Before we begin, let's import all the necessary packages for this notebook:

In [None]:
import os
import numpy as np
import pandas as pd
import seaborn as sns
from matplotlib import pyplot as plt

# Set plotting theme
sns.set_theme(style="whitegrid")

### ***Read data***

Next, let's read the data:

In [None]:
# Read data
annotated_df = pd.read_csv("annotated_data.csv")

# Add text length column
annotated_df["text_len"] = annotated_df.text.str.len()

# Print data
annotated_df

### ***Plot interesting elements in the data***

Next, let's creates some plots of the data.
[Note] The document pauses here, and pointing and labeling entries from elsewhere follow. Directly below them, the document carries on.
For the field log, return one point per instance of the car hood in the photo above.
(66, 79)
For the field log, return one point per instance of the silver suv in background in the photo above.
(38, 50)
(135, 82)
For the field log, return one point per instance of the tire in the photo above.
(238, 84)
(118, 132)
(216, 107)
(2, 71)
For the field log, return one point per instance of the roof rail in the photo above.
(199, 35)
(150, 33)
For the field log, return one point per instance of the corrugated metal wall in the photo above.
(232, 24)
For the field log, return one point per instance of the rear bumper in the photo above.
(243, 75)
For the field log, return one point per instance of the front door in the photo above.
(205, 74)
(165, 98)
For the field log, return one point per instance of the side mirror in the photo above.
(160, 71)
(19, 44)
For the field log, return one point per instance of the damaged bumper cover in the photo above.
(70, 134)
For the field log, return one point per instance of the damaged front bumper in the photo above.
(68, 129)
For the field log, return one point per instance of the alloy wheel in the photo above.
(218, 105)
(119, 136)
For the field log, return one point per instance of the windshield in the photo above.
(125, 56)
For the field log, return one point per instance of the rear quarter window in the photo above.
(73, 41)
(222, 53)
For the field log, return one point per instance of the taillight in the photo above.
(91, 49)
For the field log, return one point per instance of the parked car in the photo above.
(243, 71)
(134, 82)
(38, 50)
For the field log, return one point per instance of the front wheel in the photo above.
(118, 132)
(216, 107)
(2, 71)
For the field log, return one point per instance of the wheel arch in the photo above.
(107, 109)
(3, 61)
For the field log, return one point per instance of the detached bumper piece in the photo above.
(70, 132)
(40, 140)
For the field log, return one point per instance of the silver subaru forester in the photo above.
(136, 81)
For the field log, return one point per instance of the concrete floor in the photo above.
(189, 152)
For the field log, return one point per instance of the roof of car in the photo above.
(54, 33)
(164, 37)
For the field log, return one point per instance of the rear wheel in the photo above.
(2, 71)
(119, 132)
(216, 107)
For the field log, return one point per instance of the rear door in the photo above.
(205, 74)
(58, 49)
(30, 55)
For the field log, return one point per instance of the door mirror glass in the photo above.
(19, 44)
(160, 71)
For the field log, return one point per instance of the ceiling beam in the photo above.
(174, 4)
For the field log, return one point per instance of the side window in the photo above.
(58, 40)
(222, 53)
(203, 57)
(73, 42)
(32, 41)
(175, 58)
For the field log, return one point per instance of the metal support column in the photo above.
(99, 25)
We begin with comparing the text length for hat and non-hate groups:

In [None]:
fig, ax = plt.subplots(1)
ax = sns.histplot(
    annotated_df, x="text_len", hue="hate_label", alpha=0.6, ax=ax, stat="count"
)
plt.xlabel("Text Length", labelpad=10, fontsize=22)
plt.xticks(fontsize=14)
plt.ylabel("Count", labelpad=10, fontsize=22)
plt.yticks(fontsize=14)
plt.title("Text Length", pad=10, fontsize=24)
sns.despine()
plt.setp(ax.get_legend().get_texts(), fontsize='22')
plt.setp(ax.get_legend().get_title(), fontsize='22')
plt.tight_layout()
plt.show()

Next, let's plot how many of the records in the data are hate & non-hate:

In [None]:
fig, ax = plt.subplots(1, )
ax = sns.countplot(annotated_df, x="hate_label", alpha=0.6)
ax.bar_label(ax.containers[0], fontsize=22)
plt.xlabel("")
plt.ylabel("")
plt.yticks([], fontsize=22)
plt.xticks(fontsize=22)
plt.title("Is Post Hate Speech?", pad=30, fontsize=24)
sns.despine(left=True, bottom=True)
plt.tight_layout()
plt.show()

Next, let's plot how many of the hate records we have per group and if they are implicit or explicit:

In [None]:
fig, ax = plt.subplots(1)
ax = sns.countplot(annotated_df, x="implicit_hate", hue="hate_target_label", alpha=0.6)
for container in ax.containers:
    ax.bar_label(container, fontsize=22)
ax.legend(loc='center left', bbox_to_anchor=(1, 0.5), fontsize=22)
plt.xlabel("")
plt.ylabel("")
plt.yticks([])
plt.xticks(fontsize=22)
plt.title("Is Post Implicit Hate?", pad=30, fontsize=24)
sns.despine(left=True, bottom=True)
plt.tight_layout()
plt.show()